J'ai l'impression que ses sanglots se répercutent encore sur les murs de la salle. Comment font les autres pour rester aussi calmes ? Comment il a fait, Hibari, pour venir à Ema sans avoir peur ?

Qu'est-ce qu'il a vu en elle ?

Je n'aurais sûrement jamais la réponse, et de toute façon le silence est total, jusqu'à ce que Judicaël ouvre la bouche.

– Ça va, Ema ? Tu te sens assez calme pour continuer ?

Il n'obtient d'elle qu'un hochement de tête, et soupire.

– T'avais l'air nerveuse bien avant le procès, il fallait bien que ça pète… Désolé, on a dû te mettre une pression monstre.

– … Je me demande pourquoi.

Tiens, je me disais aussi que Noelle était bien silencieuse aujourd'hui. Pas que ça m'aurait dérangé qu'elle le reste encore un peu. Son ton plat ne contient pas la moindre trace d'ironie.

– Pourquoi on lui a mis la pression ? tente Judicaël, l'air confus.

– Non. Pourquoi elle est nerveuse.

Alors. Ça me semble quand même plutôt évident. De un, Lan Yue est mort.e. De deux, on joue nos vies dans ce procès. De trois, Altaïr est pas exactement doué pour mettre les gens à l'aise. Et de quatre, y a clairement des trucs pas résolus dans sa vie qui ont participé au tout. J'imagine que c'est ce qu'elle va dire, de manière beaucoup plus tarabiscotée.

– Il y a plusieurs raisons possibles, et elles ont sûrement toutes leur part de responsabilité. D'abord, des probables traumatismes qui rendent les situations de stress et les attaques personnelles impossibles à supporter de manière rationnelle.

Bah vas-y, dis tout de suite qu'elle ne peut réagir que de manière violente à ce genre de situation. Et même si c'était le cas, pourquoi ça rendrait sa nervosité suspecte ? Je vois pas où elle veut en venir.

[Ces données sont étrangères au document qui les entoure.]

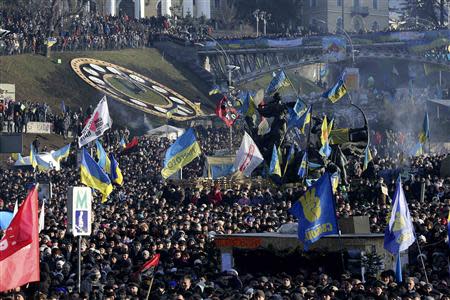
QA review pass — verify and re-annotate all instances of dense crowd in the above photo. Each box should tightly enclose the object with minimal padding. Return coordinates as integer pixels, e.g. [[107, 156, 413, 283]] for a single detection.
[[0, 11, 167, 55], [0, 121, 450, 300]]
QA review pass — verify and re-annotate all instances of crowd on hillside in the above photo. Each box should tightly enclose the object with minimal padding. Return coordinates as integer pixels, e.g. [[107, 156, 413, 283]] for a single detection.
[[0, 121, 450, 300], [0, 10, 171, 55]]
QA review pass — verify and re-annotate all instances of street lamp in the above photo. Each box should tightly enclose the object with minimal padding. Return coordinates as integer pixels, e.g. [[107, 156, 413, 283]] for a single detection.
[[195, 34, 241, 88]]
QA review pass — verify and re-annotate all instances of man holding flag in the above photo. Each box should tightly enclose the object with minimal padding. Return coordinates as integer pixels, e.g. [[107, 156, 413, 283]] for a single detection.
[[161, 128, 202, 179], [384, 178, 416, 280], [289, 173, 339, 250]]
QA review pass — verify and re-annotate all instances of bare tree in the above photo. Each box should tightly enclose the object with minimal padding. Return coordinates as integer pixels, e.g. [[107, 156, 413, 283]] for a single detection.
[[217, 0, 238, 29]]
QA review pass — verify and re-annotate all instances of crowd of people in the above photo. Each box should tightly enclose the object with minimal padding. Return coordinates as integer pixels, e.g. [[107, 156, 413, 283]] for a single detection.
[[0, 118, 450, 300], [0, 11, 171, 55]]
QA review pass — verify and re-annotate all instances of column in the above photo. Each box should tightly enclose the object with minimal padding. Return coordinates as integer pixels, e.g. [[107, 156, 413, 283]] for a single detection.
[[183, 0, 194, 17], [196, 0, 211, 19], [161, 0, 172, 16]]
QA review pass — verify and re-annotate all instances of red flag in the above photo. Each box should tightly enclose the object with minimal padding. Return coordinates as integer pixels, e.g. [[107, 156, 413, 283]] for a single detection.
[[0, 186, 40, 292], [138, 253, 159, 276], [124, 136, 139, 151], [216, 97, 238, 127]]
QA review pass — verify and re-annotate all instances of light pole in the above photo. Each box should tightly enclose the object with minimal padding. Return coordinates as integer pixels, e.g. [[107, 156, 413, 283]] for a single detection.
[[253, 9, 260, 37], [261, 11, 272, 35]]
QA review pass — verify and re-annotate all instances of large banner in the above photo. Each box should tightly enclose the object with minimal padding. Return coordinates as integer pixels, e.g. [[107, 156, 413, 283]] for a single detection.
[[78, 97, 112, 148], [27, 122, 53, 134], [322, 36, 346, 62]]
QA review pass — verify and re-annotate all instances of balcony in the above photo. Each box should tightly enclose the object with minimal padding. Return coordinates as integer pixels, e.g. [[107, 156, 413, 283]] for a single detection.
[[352, 6, 369, 17]]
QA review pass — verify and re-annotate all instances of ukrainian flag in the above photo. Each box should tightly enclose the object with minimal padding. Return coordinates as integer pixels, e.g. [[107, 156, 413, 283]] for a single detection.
[[298, 151, 308, 178], [80, 148, 112, 202], [269, 145, 281, 177], [108, 153, 123, 185], [266, 70, 289, 95], [161, 128, 201, 179], [288, 106, 311, 134], [52, 144, 70, 162], [363, 145, 373, 171], [95, 140, 111, 174], [419, 112, 430, 145], [119, 137, 127, 149], [322, 76, 347, 103], [283, 144, 295, 176], [30, 144, 37, 169], [209, 85, 221, 96]]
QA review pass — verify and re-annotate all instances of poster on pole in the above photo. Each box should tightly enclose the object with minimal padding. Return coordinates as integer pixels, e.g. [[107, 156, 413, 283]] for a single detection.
[[67, 186, 92, 236], [322, 36, 347, 62]]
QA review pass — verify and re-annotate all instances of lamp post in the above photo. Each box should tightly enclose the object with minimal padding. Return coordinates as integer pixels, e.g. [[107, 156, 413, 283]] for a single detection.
[[253, 9, 260, 37]]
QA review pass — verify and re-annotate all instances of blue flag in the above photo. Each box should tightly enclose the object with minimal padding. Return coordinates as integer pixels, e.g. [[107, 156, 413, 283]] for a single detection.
[[419, 112, 430, 145], [298, 151, 308, 178], [289, 173, 338, 250], [269, 145, 281, 177], [288, 106, 311, 134], [384, 178, 416, 255], [266, 70, 287, 95], [395, 253, 403, 283]]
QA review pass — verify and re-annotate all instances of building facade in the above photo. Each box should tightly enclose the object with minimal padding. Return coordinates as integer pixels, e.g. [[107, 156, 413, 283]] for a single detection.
[[303, 0, 389, 33]]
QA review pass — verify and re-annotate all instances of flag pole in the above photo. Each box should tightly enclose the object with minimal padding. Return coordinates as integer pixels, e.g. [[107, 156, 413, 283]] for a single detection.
[[78, 235, 81, 293], [303, 103, 313, 183], [414, 237, 430, 283], [145, 276, 155, 300]]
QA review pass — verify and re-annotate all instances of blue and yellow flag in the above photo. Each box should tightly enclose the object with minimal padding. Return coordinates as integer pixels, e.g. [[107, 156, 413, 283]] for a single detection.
[[95, 140, 111, 174], [30, 144, 37, 169], [363, 145, 373, 171], [266, 70, 289, 95], [288, 106, 311, 134], [239, 92, 256, 117], [410, 142, 423, 156], [298, 151, 308, 178], [161, 128, 201, 179], [269, 145, 281, 177], [384, 178, 416, 255], [209, 85, 221, 96], [289, 173, 339, 250], [80, 148, 113, 202], [447, 211, 450, 247], [52, 144, 70, 162], [419, 112, 430, 145], [108, 153, 123, 185], [119, 137, 127, 149], [322, 76, 347, 103], [283, 144, 295, 176]]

– Ensuite, notre situation particulière. La tuerie. Le procès. La mort de Lan Yue. La pression due à l'incertitude, au fait d'être soupçonnée et de devoir soupçonner.

Jure. Tu es la seule que ça rend pas nerveuse, en même temps. Ou bien tu es juste la meilleure pour le cacher.

– Et enfin, le fait de cacher quelque chose.

… Quoi ?

– Ema a refusé de nous dire pourquoi elle avait surveillé d'aussi près les agissements de Sora. Je ne la crois pas nécessairement coupable, mais le fait est que tout dans son attitude indique qu'elle ment pour protéger Sora.

… Non mais je rêve. Bordel de merde, Noelle. Dis-moi que tu es pas en train de dire ce que je crois.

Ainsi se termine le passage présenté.